Por fortuna, el azar volvió a concederle otra tregua para que pudiera reflexionar sobre ello, si bien lo hizo con la misma contundencia de la vez anterior: aplastándole un riñón durante un partido de fútbol mientras daba clases en la Academia Holt, de Wrexham. Tras el accidente, un médico de los alrededores no dudó en declararlo tísico, lo que en aquella época equivalía a bendecirlo con el aura romántica de los marcados por la muerte. Al principio, sobrecogido por el diagnóstico, Wells asumió su nueva condición de desahuciado con entereza, sintiéndose como uno de esos personajes de las ficciones sentimentales, aquellos seres frágiles y entrañables condenados a una muerte inopinada y prematura que tanto hacían llorar a las damas. Pero una vez se repuso de la impresión, decidió rebelarse contra aquella enfermedad agorera que tan alegremente anunciaba el fin de sus días, no solo porque daba al traste con sus ganas de vivir y con sus ansias de demostrarle al mundo lo que era capaz de hacer, sino por una razón mucho más sencilla y poderosa: no quería morir siendo virgen. Eso le hizo aferrarse con desesperación a la vida. Puede decirse que la suya fue una rebelión sexual: la inminencia de la muerte convirtió el hecho de cohabitar con una mujer en una experiencia tan imprescindible y enloquecedoramente deseable que la idea de que cerraran sobre él la tapa de un ataúd sin haberla vivido le resultó intolerable.

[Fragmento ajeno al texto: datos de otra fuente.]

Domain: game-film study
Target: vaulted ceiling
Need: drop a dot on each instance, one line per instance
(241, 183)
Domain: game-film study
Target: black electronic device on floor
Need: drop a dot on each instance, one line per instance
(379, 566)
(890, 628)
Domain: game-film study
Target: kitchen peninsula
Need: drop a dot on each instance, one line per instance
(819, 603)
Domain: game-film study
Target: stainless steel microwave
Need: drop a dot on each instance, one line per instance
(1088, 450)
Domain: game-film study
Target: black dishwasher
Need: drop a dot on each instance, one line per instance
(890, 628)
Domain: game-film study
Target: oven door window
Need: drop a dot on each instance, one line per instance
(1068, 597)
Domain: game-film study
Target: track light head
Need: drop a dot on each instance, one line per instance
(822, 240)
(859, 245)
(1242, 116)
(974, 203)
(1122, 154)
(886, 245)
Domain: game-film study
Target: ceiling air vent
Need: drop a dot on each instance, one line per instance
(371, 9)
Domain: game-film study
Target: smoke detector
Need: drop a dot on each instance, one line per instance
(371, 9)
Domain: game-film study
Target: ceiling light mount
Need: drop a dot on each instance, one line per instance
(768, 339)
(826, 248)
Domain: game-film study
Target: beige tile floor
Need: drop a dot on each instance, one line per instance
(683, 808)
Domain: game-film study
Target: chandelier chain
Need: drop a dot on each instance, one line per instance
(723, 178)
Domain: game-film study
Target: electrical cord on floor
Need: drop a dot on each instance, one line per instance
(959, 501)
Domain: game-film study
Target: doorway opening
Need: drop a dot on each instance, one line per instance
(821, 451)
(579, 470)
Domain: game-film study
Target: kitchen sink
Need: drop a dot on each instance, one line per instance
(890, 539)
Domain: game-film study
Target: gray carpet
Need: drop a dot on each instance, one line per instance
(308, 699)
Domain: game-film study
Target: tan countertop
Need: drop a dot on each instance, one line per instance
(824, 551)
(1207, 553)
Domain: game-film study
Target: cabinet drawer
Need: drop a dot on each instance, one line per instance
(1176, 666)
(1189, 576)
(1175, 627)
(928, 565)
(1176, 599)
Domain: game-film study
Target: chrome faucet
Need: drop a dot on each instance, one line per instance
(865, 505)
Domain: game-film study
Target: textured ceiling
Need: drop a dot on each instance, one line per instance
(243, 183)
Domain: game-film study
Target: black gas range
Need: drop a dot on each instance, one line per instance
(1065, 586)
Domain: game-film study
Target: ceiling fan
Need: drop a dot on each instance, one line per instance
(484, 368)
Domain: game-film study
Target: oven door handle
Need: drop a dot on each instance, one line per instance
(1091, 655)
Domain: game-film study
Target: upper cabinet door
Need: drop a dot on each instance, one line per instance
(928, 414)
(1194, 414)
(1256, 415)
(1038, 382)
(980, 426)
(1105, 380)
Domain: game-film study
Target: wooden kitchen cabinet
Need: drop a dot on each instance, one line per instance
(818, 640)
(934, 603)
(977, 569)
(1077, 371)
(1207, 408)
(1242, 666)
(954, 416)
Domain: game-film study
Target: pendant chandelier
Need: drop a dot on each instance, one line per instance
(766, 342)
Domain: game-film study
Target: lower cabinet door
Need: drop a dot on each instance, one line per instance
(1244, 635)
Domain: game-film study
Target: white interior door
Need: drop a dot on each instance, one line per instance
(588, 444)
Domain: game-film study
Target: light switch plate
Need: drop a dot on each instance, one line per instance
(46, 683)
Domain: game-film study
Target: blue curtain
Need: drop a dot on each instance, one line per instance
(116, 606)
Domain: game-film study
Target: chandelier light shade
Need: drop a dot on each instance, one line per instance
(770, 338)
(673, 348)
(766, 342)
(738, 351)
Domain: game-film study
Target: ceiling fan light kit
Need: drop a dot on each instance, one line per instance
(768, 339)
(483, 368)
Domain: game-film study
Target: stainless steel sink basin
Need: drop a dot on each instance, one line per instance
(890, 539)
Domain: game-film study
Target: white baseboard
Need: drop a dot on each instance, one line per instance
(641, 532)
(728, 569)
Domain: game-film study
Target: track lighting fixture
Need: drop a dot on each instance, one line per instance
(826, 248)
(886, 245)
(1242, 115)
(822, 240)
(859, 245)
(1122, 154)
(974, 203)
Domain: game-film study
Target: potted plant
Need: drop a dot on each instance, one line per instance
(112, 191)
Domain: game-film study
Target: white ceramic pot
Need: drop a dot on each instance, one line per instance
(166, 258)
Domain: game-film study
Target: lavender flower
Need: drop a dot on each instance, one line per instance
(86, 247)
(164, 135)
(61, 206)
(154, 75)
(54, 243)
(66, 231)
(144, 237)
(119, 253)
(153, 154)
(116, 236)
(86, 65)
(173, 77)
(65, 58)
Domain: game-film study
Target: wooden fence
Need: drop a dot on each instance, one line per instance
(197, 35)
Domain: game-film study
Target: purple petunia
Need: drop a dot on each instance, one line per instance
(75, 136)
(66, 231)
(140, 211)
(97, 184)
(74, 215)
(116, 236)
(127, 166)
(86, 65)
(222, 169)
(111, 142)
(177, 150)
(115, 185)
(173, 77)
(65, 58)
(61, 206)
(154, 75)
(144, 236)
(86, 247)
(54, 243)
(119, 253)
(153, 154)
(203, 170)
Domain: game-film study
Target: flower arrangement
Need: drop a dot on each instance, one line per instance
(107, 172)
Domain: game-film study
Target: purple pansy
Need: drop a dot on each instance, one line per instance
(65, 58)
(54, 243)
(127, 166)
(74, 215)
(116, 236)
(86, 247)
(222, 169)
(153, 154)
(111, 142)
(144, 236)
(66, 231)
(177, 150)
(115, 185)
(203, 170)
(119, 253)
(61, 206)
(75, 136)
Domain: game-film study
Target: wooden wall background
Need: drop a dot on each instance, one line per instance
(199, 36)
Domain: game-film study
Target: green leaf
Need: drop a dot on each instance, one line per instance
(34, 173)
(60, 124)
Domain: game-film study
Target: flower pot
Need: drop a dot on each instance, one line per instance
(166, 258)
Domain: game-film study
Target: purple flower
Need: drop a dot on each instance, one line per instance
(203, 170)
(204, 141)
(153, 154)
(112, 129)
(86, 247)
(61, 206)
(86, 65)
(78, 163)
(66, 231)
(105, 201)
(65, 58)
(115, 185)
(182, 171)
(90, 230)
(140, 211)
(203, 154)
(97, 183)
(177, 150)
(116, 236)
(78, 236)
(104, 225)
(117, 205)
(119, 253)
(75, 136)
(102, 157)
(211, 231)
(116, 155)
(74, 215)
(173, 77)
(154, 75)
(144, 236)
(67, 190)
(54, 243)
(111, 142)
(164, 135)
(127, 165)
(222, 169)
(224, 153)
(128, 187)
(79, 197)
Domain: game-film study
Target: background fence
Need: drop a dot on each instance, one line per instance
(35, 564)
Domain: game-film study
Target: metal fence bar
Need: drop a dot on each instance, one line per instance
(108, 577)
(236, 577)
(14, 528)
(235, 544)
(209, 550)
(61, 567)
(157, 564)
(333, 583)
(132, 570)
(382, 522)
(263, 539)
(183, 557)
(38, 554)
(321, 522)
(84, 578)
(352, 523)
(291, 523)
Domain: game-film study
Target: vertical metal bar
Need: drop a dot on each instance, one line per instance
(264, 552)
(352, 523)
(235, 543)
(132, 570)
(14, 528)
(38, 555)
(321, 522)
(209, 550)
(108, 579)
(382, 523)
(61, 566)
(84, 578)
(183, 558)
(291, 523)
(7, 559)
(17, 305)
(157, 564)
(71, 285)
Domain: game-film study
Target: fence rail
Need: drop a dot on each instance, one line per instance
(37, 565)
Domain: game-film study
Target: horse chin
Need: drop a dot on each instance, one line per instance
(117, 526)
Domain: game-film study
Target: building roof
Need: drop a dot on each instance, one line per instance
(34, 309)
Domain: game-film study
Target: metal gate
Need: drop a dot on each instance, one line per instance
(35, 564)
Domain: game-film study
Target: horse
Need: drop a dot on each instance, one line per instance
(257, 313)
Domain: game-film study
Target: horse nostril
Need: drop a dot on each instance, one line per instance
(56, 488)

Pero les decía que la enfermedad le regaló una nueva tregua en la cruzada de su vida, pues la palabra «tísico» le sirvió de pasaporte para ingresar por tiempo indefinido en Uppark, una lujosa mansión arrumbada tras la loma de Karting Down en la que su madre ejercía de ama de llaves. Allí, en una habitación soleada y confortable, sumido en un vaivén de recuperaciones y recaídas, Wells pudo reencontrarse con los libros. Durante los cuatro meses que estuvo alojado en Uppark, leyó poesía, novela y cualquier otro género que cayera en sus manos, pero ya no lo hizo con la voracidad del lector, sino con la atención de un aprendiz de escritor, de un voluntarioso aspirante al parnaso de las letras. Leyó atento a la prosa, a la flexibilidad de las frases, a la música interna de cada párrafo, a los giros, rápidos y meandros de la trama, a la evocación que conseguía transmitir un adjetivo oportuno, sabiamente espigado del trigal del diccionario. Leyó siendo por vez primera consciente del arte que encerraba la escritura. Leyó con los ojos del estudioso, convencido de que si diseccionaba cada página con atención, hurgando en sus entrañas como hacía con los conejos de la Escuela Normal de Ciencias, lograría reproducir cualquier estilo. Y leyó con la seguridad de que, si escribía con el mismo celo y usando los mismos recursos que los autores que firmaban aquellos libros, en vez del modo deslavazado y ciego con que lo había hecho hasta entonces, se convertía en uno de ellos. Allí, en la paz de su cómoda habitación, Wells sufrió una pequeña pero providencial revelación, un cambio de perspectiva que terminaría por salvarle la vida: comprendió que tenía las armas necesarias para enfrentarse al papel, que había tenido la fortuna de nacer con ellas; ahora se trataba simplemente de afilarlas y aprender a manejarlas, de imitar las fintas y florituras que ponían en práctica los otros esgrimistas.